Private Law Children

Child Arrangement Orders

If there is a dispute between both parents where a child/children should live or spend time with then a parent should make an application to Court under s8 Children Act 1989. As a result of the Family Law Act 2014, the old terminology “residence” and “contact” has been replaced by Child Arrangement Orders which states with whom a child lives with and with whom a child spends time with.

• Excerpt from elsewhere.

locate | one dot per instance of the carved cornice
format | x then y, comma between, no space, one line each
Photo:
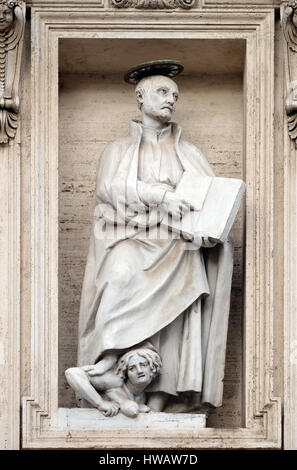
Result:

Please note that before issuing an application to court the parties must have attempted an Mediation Information and Assessment Meeting (MIAM) before the First Hearing Dispute Resolution Appointment (FHDRA). Feel free to contact Horsham Family Lawyers for more details about this process.

Parental Responsibility

Parental Responsibility is defined by s3 (1) of The Children Act 1989 as “all the rights, duties, powers, responsibilities and authority by law a parent of a child has in relation to the child and his property”. You will need parental responsibility if you want to be consulted about any decisions concerning your child/children’s welfare.

Specific Issue Order

If there is a dispute between parents over a child’s religion, school, extra curricular activity, surname etc, then the court can be asked to make a decision in relation to the child’s welfare. This is known as a Specific Issue Order.

Prohibited Steps Order

A Prohibited Steps Order prevents either parent from carrying out certain events or making specific trips with their children without the express permission of the other parent.

Special Guardianship Order

A Special Guardianship Order (SGO) is an order made by a Court appointing one or more individuals to be a child’s ‘Special Guardian’. It is a private law order made under the Children Act 1989 and is intended for those children who cannot live with their birth parents and who would benefit from a legally secure placement. An SGO can enable a child to remain in his or her family as, unlike adoption, it does not end the legal relationship between the child and his or her birth parents. A Special Guardianship Order usually lasts until the child is 18.